A good reflection of this “worker-centric” mindset that Dangiwa has brought to bear on the bank’s operations includes the reduction in the equity requirement for housing loans. Instead of 5% and 20% equity requirements, workers now pay zero equity for loans below N5M and only 10% for loans from N5M to N15M.

He has also led the bank to introduce the ‘Rent-to-Own’ Homeownership Scheme. The scheme allows a beneficiary to move into FMBN-funded property as a tenant and pay to own the property in monthly or annual installments over 30 years at an interest rate of just 7%!

Another notable milestone of FMBN under Arc. Dangiwa’s leadership is the launch of FMBN Digital Platforms. The Digital Platforms have ushered in a new era of transparency and accountability in the National Housing Fund (NHF) operations by empowering contributors with real-time access to information on their NHF accounts.
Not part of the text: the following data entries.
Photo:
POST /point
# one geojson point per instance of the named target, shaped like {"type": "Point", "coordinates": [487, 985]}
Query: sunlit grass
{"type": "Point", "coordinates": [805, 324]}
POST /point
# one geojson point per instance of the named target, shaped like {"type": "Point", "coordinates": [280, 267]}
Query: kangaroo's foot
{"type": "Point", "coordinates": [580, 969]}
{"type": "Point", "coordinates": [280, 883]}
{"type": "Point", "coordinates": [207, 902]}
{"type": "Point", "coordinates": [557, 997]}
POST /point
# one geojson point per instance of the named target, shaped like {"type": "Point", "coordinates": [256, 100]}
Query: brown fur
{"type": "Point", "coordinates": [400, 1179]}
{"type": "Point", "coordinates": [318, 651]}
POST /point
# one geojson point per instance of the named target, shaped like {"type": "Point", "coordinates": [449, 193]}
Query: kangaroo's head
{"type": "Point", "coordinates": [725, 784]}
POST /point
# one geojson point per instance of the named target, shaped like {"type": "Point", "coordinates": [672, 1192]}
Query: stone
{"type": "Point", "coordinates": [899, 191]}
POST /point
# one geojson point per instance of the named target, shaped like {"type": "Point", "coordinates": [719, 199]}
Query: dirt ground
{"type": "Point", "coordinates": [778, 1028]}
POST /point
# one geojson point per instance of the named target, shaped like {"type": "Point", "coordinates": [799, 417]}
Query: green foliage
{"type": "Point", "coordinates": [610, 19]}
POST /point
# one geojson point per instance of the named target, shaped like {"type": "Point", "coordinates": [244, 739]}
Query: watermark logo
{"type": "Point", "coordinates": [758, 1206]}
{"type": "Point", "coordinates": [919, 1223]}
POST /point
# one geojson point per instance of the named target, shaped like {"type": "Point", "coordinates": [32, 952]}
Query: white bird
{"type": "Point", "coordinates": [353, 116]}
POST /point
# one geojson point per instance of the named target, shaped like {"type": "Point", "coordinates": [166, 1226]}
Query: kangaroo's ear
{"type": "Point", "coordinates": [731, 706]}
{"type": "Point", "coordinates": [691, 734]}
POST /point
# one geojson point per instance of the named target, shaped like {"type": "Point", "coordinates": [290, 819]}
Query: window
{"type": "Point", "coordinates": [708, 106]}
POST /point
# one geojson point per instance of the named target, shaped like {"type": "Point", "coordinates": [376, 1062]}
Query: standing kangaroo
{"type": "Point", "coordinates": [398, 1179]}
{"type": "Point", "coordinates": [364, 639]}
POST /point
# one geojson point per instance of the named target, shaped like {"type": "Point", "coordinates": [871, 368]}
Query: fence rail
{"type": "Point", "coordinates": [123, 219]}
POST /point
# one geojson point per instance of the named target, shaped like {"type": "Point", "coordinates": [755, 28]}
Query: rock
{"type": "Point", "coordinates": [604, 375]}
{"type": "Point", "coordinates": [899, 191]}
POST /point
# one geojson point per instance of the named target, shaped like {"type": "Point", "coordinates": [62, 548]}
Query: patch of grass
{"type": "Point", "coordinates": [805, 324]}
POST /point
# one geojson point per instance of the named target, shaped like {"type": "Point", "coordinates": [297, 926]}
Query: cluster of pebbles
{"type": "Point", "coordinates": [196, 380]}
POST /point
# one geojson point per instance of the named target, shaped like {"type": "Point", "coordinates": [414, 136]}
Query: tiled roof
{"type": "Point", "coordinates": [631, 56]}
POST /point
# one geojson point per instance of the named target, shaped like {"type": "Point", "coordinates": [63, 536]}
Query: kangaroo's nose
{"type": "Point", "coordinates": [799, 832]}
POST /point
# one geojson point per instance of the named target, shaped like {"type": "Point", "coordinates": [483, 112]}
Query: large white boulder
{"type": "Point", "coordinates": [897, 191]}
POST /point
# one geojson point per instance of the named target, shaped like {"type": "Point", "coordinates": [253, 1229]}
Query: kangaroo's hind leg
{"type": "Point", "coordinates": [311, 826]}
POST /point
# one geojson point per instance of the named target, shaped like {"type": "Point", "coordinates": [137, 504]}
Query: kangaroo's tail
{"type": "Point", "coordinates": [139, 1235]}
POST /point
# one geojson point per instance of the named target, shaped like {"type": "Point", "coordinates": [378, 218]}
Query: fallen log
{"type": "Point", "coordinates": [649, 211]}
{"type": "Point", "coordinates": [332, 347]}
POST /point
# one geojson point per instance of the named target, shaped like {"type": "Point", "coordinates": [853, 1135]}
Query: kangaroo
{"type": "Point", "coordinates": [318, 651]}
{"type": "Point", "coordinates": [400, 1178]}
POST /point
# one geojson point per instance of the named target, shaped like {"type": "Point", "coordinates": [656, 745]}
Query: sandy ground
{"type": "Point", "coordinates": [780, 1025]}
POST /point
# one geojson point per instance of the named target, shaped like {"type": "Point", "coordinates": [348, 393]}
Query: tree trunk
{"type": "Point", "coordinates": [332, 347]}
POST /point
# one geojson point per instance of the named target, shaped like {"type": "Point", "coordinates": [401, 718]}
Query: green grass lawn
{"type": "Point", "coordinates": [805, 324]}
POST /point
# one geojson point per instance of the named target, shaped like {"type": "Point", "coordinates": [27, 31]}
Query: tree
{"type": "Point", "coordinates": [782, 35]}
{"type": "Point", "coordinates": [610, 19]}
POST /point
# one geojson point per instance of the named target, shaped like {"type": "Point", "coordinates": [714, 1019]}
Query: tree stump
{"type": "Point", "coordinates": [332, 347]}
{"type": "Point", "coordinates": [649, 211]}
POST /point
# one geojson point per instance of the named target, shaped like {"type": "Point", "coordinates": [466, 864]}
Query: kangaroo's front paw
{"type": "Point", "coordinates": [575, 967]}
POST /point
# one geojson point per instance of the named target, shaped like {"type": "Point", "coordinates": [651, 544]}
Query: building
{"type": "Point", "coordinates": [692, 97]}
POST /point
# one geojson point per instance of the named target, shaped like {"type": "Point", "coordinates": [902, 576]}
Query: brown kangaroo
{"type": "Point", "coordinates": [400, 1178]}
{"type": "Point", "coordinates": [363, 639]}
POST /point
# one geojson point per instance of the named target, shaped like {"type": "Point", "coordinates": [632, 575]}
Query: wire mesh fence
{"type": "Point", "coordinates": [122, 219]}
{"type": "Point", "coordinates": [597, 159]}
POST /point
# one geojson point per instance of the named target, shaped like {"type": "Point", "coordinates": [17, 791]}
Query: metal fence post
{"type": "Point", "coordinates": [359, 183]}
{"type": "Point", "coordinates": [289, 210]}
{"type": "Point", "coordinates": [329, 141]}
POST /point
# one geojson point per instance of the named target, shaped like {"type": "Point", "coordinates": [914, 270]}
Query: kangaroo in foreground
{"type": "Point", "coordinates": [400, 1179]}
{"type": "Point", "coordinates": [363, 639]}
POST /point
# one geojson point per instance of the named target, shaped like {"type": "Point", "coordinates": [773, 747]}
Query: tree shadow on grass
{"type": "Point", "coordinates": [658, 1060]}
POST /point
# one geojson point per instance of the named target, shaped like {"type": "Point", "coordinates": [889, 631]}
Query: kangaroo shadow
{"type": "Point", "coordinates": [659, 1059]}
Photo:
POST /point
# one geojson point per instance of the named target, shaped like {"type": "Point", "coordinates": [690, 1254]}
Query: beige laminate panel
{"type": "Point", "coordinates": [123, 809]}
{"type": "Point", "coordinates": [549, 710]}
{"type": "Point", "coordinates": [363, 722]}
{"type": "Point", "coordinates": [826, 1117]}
Overall, the new direction of change at the FMBN inspires hope for increasing access to affordable housing for a more significant number of Nigerians. To sustain the tempo of ongoing reforms at the bank, government and stakeholders should rally around the current management and provide needed support in its plans to recapitalize the bank and review the NHF and FMBN Act. Doing so is critical to taking the bank to the Next Level, in line with the Buhari administration’s plans to fix the housing deficit – sustainably.